Activation of thermogenesis in brown or brite (also named beige) adipocytes is inversely correlated with body weight and adiposity, making brown and brite adipocytes a potential target for obesity therapeutics [28,29]. Although BAT was once considered necessary only in early neonates, several studies showed that BAT was detectable in adult cervical–supraclavicular regions and thoracic and abdominal para-spinal sites and plays an important role in energy balance [30,31]. The non-shivering thermogenic regulator, UCP1, is a mitochondrial protein specific to BAT and that uncouples cellular respiration and mitochondrial ATP synthesis to dissipate energy in the form of heat. We recently found that the thermogenic program in male mice fed a control diet was not activated by NPY deficiency, but this was not investigated in mice fed an HFD [32]. In the current study, we found that mRNA expression of Ucp1 was not increased by NPY deficiency, although mRNA expression of other thermogenic genes was partly upregulated in BAT from HFD mice. Recent evidence supports the existence of UCP1-independent mechanisms to regulate thermogenesis [33,34], suggesting that deletion of NPY may affect noncanonical UCP1 independent mechanisms such as sarco-endoplasmic reticulum ATPase. The underlying mechanism by which NPY deficiency attenuates UCP1-independent thermogenesis remains unclear and warrants further investigation. Although energy expenditure in both dark and light cycles was not significantly altered by NPY deficiency, we noted a low RQ in KO-fed HFD mice compared to WT-fed HFD mice, especially in the light cycle. Perhaps a high lipid to carbohydrate oxidation for BAT thermogenesis in the light cycle could contribute to reduced fat accumulation in KO mice fed an HFD.

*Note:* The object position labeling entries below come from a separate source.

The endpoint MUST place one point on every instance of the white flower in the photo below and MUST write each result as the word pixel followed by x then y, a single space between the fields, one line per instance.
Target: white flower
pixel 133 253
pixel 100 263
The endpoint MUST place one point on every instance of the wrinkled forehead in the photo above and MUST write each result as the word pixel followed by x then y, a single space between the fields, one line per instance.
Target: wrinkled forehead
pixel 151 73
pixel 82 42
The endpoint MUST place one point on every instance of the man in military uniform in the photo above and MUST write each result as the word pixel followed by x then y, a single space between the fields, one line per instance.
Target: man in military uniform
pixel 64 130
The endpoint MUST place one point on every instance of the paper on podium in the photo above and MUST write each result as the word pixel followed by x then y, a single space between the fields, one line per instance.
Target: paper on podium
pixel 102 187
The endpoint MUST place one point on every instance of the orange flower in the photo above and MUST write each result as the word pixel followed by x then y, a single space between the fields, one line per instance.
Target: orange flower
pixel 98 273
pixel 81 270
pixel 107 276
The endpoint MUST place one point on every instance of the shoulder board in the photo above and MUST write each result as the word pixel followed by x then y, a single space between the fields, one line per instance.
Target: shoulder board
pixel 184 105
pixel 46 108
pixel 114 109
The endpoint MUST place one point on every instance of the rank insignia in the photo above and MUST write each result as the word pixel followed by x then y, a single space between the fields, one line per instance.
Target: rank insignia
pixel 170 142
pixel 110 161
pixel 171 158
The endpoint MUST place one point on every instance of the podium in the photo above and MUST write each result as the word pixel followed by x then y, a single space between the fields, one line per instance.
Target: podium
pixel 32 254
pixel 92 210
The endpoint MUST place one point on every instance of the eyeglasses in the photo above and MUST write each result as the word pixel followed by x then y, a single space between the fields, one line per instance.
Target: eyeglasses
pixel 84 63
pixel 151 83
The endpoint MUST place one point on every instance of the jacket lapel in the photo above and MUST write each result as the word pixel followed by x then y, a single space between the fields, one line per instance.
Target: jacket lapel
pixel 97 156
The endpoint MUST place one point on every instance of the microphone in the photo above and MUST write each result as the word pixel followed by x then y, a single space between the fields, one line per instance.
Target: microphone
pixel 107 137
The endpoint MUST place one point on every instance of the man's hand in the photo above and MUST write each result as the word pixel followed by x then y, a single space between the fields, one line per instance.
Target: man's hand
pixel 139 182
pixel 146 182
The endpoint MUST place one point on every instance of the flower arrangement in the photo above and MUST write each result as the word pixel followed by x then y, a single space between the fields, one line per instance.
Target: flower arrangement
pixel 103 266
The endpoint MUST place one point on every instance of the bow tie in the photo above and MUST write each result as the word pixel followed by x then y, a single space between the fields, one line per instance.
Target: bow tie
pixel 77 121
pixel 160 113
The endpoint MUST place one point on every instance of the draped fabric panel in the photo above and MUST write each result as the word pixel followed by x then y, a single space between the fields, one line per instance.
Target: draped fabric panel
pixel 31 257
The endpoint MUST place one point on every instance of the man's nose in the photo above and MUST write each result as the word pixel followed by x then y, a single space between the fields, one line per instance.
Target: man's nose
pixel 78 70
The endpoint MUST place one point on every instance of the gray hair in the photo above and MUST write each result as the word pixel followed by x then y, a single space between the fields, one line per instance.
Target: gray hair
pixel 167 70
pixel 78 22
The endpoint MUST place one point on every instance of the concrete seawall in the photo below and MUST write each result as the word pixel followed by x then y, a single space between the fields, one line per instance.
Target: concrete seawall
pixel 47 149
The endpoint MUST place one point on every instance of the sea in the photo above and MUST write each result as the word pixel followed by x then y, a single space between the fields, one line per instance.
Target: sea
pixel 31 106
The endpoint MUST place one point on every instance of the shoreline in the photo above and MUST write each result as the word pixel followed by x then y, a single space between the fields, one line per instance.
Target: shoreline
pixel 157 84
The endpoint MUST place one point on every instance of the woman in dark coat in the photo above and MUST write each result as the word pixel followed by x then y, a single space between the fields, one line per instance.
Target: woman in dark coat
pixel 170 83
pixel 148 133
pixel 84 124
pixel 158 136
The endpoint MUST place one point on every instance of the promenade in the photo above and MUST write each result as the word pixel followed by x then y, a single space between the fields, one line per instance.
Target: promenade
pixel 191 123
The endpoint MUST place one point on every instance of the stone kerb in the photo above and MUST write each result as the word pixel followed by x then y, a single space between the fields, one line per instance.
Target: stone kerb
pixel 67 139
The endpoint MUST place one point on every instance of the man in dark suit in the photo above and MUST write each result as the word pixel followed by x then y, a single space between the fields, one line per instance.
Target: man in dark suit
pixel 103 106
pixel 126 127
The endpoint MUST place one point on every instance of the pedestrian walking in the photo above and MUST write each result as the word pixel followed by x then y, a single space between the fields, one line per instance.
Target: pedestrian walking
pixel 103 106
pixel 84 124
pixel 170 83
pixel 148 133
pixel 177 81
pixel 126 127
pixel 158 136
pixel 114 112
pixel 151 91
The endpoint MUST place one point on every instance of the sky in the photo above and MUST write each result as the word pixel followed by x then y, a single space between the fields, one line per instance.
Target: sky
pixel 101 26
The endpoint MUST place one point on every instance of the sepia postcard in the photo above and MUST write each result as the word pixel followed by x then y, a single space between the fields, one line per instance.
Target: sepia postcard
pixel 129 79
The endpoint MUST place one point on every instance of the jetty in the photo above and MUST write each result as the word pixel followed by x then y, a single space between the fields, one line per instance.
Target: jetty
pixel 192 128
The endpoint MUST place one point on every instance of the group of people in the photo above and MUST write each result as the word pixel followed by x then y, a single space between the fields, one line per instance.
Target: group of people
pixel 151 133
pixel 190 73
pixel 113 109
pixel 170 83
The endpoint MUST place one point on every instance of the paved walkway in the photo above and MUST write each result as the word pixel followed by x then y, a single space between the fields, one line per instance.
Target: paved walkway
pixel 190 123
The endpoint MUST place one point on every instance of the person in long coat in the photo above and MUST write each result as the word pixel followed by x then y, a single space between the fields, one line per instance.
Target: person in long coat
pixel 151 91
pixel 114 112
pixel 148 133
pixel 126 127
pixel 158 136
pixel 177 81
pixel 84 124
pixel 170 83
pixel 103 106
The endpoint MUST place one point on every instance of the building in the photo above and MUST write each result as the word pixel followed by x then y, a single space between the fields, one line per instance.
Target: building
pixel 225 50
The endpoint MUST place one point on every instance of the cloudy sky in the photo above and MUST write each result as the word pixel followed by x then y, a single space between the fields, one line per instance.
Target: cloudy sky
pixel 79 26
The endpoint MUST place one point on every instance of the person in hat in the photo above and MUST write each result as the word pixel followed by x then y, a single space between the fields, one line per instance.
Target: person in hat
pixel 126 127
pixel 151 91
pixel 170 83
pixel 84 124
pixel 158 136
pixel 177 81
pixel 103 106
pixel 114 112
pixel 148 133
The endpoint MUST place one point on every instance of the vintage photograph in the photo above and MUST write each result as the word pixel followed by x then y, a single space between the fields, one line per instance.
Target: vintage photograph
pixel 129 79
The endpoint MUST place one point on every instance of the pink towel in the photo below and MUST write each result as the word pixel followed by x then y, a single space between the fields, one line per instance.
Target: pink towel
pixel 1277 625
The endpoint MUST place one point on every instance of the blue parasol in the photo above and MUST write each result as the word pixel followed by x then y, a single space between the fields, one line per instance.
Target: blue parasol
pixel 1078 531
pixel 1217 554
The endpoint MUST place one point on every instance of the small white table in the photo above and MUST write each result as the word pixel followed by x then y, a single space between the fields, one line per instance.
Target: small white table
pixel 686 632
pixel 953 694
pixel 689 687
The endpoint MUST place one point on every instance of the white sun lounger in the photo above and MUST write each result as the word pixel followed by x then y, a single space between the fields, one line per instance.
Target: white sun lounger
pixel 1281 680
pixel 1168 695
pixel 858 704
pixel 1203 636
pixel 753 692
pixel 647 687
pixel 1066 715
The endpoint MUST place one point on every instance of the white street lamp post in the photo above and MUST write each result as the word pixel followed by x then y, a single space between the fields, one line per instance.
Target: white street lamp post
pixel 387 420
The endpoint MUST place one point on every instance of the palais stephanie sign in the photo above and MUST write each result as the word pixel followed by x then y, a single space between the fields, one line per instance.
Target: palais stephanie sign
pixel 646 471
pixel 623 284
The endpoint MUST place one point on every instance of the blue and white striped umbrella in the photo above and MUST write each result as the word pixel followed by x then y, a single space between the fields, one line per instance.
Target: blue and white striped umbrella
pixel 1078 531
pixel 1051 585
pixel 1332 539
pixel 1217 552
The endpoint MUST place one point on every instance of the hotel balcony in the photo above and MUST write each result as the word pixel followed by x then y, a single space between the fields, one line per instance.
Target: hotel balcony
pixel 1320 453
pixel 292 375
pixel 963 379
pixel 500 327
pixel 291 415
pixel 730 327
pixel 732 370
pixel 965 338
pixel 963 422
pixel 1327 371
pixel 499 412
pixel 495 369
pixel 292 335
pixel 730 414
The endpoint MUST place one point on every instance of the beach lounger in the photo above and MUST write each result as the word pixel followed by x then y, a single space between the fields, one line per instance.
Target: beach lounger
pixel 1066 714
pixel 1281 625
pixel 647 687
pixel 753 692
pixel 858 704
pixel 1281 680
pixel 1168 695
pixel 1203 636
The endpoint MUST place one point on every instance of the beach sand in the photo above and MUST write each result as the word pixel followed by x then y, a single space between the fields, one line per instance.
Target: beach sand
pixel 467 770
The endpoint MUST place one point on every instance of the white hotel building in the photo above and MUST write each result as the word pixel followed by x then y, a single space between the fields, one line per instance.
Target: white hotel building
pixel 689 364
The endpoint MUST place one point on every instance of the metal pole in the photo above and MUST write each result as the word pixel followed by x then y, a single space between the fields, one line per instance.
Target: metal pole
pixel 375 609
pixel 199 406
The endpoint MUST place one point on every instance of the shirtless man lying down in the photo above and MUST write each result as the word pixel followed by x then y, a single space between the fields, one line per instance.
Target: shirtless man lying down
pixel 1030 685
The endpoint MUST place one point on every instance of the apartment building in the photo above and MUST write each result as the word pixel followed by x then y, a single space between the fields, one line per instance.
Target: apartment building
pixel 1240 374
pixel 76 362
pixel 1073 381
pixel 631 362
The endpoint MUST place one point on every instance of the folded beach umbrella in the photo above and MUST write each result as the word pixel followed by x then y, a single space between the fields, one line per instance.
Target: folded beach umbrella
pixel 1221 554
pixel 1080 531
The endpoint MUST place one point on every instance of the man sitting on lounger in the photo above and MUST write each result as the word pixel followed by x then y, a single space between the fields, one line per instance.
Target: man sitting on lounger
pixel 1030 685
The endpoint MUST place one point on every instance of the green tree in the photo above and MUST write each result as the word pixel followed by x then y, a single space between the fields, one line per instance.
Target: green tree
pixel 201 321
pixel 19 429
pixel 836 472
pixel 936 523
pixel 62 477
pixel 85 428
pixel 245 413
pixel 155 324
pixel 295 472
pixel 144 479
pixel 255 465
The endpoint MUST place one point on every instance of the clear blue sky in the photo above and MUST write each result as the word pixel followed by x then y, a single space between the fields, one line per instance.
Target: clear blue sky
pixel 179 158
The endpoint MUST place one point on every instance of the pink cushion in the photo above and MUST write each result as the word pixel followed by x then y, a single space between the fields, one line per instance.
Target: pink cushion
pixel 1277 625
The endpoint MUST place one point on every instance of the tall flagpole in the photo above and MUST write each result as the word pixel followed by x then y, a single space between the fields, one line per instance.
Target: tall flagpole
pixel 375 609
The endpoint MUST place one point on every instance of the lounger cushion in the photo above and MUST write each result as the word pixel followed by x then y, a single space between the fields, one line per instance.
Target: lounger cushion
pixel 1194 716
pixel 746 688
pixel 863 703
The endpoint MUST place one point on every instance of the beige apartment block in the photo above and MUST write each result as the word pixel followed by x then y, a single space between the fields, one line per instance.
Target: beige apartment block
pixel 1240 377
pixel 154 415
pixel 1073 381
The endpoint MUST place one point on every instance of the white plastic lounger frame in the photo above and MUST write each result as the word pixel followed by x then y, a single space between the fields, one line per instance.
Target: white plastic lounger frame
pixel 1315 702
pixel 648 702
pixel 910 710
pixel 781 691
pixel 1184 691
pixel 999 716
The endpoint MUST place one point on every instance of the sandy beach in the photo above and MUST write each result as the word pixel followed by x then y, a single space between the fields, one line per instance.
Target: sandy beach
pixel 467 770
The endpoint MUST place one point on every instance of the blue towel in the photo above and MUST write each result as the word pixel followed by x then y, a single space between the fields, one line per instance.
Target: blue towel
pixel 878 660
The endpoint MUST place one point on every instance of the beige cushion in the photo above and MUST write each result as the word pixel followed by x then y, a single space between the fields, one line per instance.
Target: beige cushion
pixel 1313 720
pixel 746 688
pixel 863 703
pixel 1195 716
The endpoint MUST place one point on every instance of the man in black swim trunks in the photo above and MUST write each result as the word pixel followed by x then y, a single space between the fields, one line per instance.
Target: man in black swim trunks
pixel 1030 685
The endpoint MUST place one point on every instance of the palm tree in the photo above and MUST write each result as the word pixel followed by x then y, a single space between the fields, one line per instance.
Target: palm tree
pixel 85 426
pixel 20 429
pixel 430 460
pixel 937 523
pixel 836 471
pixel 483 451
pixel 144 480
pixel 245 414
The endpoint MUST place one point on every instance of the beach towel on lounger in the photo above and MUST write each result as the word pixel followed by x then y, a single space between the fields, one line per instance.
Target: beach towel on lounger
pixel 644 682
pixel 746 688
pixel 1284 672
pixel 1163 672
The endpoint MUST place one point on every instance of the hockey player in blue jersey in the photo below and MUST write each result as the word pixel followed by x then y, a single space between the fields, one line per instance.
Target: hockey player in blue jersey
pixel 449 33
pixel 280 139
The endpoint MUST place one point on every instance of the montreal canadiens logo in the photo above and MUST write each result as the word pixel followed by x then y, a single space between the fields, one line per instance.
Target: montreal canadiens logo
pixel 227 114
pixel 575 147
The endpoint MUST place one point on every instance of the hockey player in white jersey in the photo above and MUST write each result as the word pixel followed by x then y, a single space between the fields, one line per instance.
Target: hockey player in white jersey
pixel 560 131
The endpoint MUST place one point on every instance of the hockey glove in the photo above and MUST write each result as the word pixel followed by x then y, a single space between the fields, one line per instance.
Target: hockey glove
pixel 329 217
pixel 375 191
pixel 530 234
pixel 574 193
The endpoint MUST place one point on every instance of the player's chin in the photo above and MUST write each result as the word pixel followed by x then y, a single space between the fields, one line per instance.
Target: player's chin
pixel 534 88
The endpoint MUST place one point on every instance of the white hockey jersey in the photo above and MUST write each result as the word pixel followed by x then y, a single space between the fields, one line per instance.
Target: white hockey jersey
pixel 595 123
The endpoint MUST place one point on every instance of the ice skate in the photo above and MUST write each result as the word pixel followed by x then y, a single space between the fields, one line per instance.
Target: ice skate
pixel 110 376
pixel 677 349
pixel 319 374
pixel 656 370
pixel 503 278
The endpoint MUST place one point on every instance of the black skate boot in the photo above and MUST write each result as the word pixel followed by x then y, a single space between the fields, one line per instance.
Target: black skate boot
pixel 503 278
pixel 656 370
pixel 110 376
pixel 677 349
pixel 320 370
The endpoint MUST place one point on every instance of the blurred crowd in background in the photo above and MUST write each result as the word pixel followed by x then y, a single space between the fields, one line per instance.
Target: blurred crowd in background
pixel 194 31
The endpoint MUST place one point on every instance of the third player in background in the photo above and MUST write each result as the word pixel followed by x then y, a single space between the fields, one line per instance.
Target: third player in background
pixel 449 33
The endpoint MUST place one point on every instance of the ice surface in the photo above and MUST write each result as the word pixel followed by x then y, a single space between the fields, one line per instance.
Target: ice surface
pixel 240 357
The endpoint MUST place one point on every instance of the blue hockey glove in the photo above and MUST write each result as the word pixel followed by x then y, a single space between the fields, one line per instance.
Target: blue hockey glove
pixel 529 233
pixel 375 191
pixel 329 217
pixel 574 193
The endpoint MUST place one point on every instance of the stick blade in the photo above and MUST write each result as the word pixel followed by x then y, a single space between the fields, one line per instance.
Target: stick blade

NPY has been considered to regulate adipose tissue metabolism through the neuroendocrine route via the sympathetic nervous system (SNS) [35,36], while it seems to be regulated by paracrine pathways through immune cells [37]. NPY expression in the hypothalamic arcuate nucleus is increased in obesity, which inhibits the SNS through the neuroendocrine route, where it co-exist with norepinephrine. This led to the inhibition of lipolysis and enhanced adipogenic/lipogenic action in WAT. Furthermore, it also decreases BAT activity, thereby reducing thermogenesis [35]. NPY deficiency may promote thermogenic action in BAT by activating the SNS during HFD. Interestingly, our data showed that NPY expression was markedly increased by HFD in macrophages. This result was consistent with the finding of Singer et al., who demonstrated that adipose tissue macrophages influence the adipose tissue environment [37]. In addition, NPY increased the expression of pro-inflammatory genes in macrophages, and its deletion suppressed the expression of lipogenic genes, suggesting that an increase in NPY in macrophages caused by HFD may induce dysfunction of WAT via paracrine pathways.

5. Conclusions

In summary, this study provides a link between obesity, NAFLD, and NPY. The expression NPY-mRNA in macrophages is increased by HFD, which promotes metabolic inflammation to accelerate the development of obesity and NAFLD. Mice with NPY deletion were protected against HFD-induced weight gain and fat accumulation, and also showed improved glucose tolerance, reduced inflammation in WAT, and enhanced metabolic capacity of BAT (Figure 6). Thus, NPY antagonism in macrophages may represent a potential therapeutic target for the treatment of obesity and fatty liver disease.